Friday, Apr. 05, 1968
Hard Months on the Ground
President Johnson's de-escalatory approach comes at a troublous time for allied ground forces in South Viet Nam. Two months after the Tet attacks, they are still largely on the defensive, and in many places in a virtual state of siege. In all probability--regardless of Ho Chi Minh's response, or nonresponse, to Johnson's new terms--U.S. forces in coming months will have to continue their effort to regain the initiative on the ground. South Viet Nam's major population centers are still gravely menaced.
In attempting to go back on the offensive, the allies have found that the war has become even more frustrating. There are fewer big battles, but many more small firefights; the enemy seems to have scattered across the length and breadth of the country. Since many U.S. battalions are tied to defensive duties, the U.S. has fewer troops to cope with the war's new context.
The best index of the conflict's new phase is the casualty rates. The allies have been killing more of the enemy--55,000 since Tet--but they have also been losing more of their own men in the skirmishes that mark the harsher new character of the war.

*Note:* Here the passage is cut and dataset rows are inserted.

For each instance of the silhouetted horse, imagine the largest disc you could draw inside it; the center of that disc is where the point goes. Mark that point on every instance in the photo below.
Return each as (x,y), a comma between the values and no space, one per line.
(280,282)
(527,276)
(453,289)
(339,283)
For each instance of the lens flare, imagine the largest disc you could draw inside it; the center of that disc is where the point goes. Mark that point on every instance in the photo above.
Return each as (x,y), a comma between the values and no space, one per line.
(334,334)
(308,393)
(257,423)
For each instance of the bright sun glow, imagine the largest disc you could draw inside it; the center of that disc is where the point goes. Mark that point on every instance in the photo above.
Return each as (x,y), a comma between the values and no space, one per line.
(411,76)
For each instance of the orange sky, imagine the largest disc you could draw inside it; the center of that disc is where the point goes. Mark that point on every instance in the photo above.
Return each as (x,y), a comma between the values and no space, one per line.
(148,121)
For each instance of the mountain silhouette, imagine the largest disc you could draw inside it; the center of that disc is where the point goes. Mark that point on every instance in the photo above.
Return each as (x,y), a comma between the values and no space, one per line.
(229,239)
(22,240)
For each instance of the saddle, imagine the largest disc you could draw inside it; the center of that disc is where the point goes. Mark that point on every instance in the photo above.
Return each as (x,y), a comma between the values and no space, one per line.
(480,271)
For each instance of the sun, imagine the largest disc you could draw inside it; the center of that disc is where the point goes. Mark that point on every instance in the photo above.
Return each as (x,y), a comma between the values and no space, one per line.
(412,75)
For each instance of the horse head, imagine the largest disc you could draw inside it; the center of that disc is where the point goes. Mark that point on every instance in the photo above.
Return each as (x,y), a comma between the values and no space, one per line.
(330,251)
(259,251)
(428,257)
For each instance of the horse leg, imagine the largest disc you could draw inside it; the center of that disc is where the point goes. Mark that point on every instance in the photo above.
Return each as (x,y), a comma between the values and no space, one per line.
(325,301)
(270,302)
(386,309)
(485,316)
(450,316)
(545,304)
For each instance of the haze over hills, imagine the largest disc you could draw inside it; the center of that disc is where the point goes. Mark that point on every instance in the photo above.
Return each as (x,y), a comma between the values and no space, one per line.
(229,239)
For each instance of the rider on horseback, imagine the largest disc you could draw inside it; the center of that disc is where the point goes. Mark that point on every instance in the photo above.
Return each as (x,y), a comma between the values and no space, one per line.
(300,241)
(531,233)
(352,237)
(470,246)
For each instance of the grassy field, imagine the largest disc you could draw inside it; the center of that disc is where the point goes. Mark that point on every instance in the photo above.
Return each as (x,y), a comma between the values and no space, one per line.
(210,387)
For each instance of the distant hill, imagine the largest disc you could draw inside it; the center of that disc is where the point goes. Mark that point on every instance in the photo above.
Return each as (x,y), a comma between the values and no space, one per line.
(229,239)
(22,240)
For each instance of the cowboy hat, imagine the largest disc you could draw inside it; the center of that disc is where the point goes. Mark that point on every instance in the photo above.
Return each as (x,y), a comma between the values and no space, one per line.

Though U.S. battle deaths dipped to 349 last week, they had been reaching record rates--sometimes above 500 weekly--since the Communist offensive.
Beating the Bushes. From the lush, Mekong Delta to the sterile Demilitarized Zone, the U.S. is hard-pressed to root out the enemy. In fact, the allies have managed to take the offensive in only one region--the 10,000-sq.-mi. Ill Corps area that arches around Saigon. In the war's largest operation, a three-week-old campaign called Resolved to Win, 50,000 U.S. and South Vietnamese troops are beating the bushes. Last week they stirred a series of sharp firefights; 527 Communists were killed, raising the sweep's total to some 2,400. Though the operation has failed in its aim to trap and destroy major Communist units, it nevertheless has forced the three Viet Cong and North Vietnamese divisions that threatened Saigon to disperse.
Elsewhere, the Communists pose a constant threat. The allied military presence has never been strong, for example, in the southernmost IV Corps, which comprises the rice-rich Delta; now it is weaker than ever. The ARVN and Popular Forces fled from the countryside at the onset of Tet, and have been slow to return. The U.S. has only two brigades of the Ninth Infantry in the Delta. Their energies have been fully taxed by the patrols required to keep open Route Four, over which food supplies flow to Saigon.
The U.S. position is even less favorable in the two northern corps. There the enemy continues to roam almost at will in large units, forcing the Americans to stay holed up in their bases most of the time. In the Central Highlands of the II Corps last week three battalions of North Vietnamese regulars managed to break through the perimeter wire of a U.S. artillery base and overran one howitzer position.
On the Prowl. In the northernmost I Corps, 60,000 allied troops are tied down in static positions along the DMZ and in defense lines around Hue, Quang Tri and Danang. There is some sign that General Vo Nguyen Giap has withdrawn one of the two divisions that originally encircled the 6,000 Marines at Khe Sanh. One reason Giap may have chosen to shift a division out of the Khe Sanh vicinity is that U.S. air-power has turned the area into a distinctly inhospitable place.
In a single day, pilots have sometimes counted as many as 300 secondary explosions set off by bombing and strafing attacks, an indication that ammunition dumps or gasoline supply depots were hit. Marines in Khe Sanh sometimes see bodies of North Vietnamese troops flung into the air by the explosions when the bombs are dumped directly on the enemy trenches. As Major Billy F. Nunley, an observation pilot who directs the bombing of targets around Khe Sanh, describes the scene: "It looks like the world caught smallpox and died."